A reestruturação política, apontada como prioridade, revela que a recuperação de horizonte desejada ganhou pontos com a reforma, notadamente na Casa Civil com a presença de um timoneiro com um trânsito excepcional nos espaços interministeriais para vocalizar as nossas demandas como por exemplo a do conflito com a Secretaria do Tesouro Nacional que breca nosso acesso a recursos da União e do exterior por infringência da Lei de Responsabilidade Fiscal nos gastos com pessoal.
Já a adesão de Ratinho Júnior (mais vantajosa ao governador do que ao deputado, hoje um interlocutor de primeira ordem com a votação obtida para prefeito, depois das astronômicas para a Câmara Baixa) pode significar além de uma possível aliança e com ela um capital, só em Curitiba, superior a 400 mil votos, uma alternativa de composição na chapa sucessória. Aliás a pasta para a qual foi indicado sempre serviu de catapulta para governo ou prefeitura, como se viu com o próprio Requião.
Se nesse front tudo vai bem é de esperar-se o arranque possível em obras, o que parece até aqui a maior dificuldade. Aí restariam intenções como o projeto do trecho da BR-101 no Paraná. Vai ser uma batalha com ecologistas e também os ecochatos, estes sempre mais veementes.

Mídia canalha
A mídia pode sobreviver nos tempos de Requião, o que prova que não carece tanto quanto imaginam dos recursos oficiais. Requião prestou, de forma oblíqua, serviço à democracia numa região habituada à dependência. Nada impede que um jornal se torne confessional, a favor ou contra, relativamente ao poder público federal, estadual ou municipal.

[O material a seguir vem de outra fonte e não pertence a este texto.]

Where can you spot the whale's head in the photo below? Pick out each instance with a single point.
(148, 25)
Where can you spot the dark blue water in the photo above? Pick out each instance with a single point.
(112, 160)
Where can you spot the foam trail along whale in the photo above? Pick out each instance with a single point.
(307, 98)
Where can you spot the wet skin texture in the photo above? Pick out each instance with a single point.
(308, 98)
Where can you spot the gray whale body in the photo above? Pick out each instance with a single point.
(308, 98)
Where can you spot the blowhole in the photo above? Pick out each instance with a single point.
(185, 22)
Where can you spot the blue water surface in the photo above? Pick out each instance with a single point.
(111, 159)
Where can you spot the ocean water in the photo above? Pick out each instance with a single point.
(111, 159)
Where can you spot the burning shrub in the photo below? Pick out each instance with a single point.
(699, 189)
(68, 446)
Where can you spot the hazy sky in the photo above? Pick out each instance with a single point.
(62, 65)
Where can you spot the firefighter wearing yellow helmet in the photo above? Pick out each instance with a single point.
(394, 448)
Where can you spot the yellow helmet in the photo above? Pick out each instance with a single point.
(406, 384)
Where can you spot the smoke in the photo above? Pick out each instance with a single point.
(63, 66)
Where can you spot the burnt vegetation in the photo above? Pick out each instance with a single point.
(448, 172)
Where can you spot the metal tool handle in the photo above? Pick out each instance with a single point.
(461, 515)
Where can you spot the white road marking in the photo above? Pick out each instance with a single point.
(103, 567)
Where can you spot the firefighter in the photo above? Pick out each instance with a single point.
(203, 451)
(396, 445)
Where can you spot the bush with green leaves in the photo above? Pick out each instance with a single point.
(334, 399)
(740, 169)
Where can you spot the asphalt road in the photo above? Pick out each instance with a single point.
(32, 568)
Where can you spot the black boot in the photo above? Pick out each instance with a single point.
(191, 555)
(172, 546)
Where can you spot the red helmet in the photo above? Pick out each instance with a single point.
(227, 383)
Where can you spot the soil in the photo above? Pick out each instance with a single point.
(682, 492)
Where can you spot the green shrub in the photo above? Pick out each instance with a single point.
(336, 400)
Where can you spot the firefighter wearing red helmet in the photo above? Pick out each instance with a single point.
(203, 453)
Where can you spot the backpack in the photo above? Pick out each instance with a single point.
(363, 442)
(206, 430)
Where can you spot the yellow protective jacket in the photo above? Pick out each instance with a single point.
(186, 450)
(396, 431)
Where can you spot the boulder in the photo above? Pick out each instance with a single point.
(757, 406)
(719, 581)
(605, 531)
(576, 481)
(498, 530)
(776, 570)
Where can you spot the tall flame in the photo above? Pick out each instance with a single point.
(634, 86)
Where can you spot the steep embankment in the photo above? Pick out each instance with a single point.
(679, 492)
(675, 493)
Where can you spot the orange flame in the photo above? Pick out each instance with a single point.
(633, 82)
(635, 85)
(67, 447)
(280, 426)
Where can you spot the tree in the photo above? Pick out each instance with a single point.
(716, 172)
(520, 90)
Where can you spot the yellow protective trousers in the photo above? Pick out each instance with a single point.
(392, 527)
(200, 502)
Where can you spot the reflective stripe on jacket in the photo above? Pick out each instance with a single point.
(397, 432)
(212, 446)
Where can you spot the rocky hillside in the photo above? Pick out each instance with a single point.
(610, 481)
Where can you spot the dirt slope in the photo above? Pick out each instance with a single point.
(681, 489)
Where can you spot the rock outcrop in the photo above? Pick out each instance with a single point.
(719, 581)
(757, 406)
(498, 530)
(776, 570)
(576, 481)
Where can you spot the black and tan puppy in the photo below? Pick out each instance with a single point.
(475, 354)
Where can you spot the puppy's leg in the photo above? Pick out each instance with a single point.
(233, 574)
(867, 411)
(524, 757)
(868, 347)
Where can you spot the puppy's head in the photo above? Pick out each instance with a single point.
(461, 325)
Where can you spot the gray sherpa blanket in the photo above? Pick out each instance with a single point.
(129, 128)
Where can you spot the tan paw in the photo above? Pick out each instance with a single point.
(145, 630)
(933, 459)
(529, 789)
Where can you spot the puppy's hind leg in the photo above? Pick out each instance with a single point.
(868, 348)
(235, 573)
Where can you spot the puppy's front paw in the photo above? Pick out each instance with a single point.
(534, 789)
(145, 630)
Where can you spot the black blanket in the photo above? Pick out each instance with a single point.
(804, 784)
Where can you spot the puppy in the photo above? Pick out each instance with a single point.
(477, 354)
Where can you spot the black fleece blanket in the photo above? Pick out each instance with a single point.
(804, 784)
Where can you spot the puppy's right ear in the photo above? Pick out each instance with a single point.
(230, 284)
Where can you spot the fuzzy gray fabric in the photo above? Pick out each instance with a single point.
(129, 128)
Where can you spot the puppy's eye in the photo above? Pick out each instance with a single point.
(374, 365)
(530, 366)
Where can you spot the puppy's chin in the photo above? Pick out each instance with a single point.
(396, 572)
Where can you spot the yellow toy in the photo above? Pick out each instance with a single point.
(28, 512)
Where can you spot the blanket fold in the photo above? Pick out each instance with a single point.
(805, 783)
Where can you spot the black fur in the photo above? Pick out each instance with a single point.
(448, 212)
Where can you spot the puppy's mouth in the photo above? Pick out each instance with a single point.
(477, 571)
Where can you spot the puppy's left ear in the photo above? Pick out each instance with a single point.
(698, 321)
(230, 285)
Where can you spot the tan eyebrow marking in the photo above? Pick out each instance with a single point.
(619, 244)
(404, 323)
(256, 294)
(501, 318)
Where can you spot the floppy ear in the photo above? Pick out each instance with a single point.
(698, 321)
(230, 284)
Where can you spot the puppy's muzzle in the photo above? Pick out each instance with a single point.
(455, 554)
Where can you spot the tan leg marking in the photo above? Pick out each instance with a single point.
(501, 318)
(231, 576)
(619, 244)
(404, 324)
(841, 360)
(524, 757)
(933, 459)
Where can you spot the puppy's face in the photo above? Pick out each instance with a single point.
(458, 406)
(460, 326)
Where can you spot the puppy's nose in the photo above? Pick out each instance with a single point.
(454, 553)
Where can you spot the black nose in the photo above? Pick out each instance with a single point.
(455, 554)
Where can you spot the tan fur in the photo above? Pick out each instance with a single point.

Mas se Requião não tinha o direito de chamar de ''mídia canalha'' a quem o criticava (aliás brandamente), Beto Richa não pode igualmente dizer que o jornal que o reprova é do governo federal, uma conclusão maniqueísta como se o destino da paróquia girasse entre ele e a ministra Gleisi, uma espécie de fla-flu ou atletiba.

Indenização
Um lojista, irritado com obras que impedem a sua atividade, promete acionar o prefeito Gustavo Fruet por perdas e danos e lucros cessantes. Isso é evolução, modernidade.

Antecipação
A área de turismo teve tempo para ver o que se pode fazer com o carnaval e agora preparar-se para um aproveitamento da Semana Santa como já se faz tão bem com o Natal. A riqueza de ritos e componentes alimentares como peçankas e crachankas ucranianos dão uma ideia desse rico potencial.

Folclore
Escândalo da Câmara de Curitiba não chocará. Isso lá é redundância.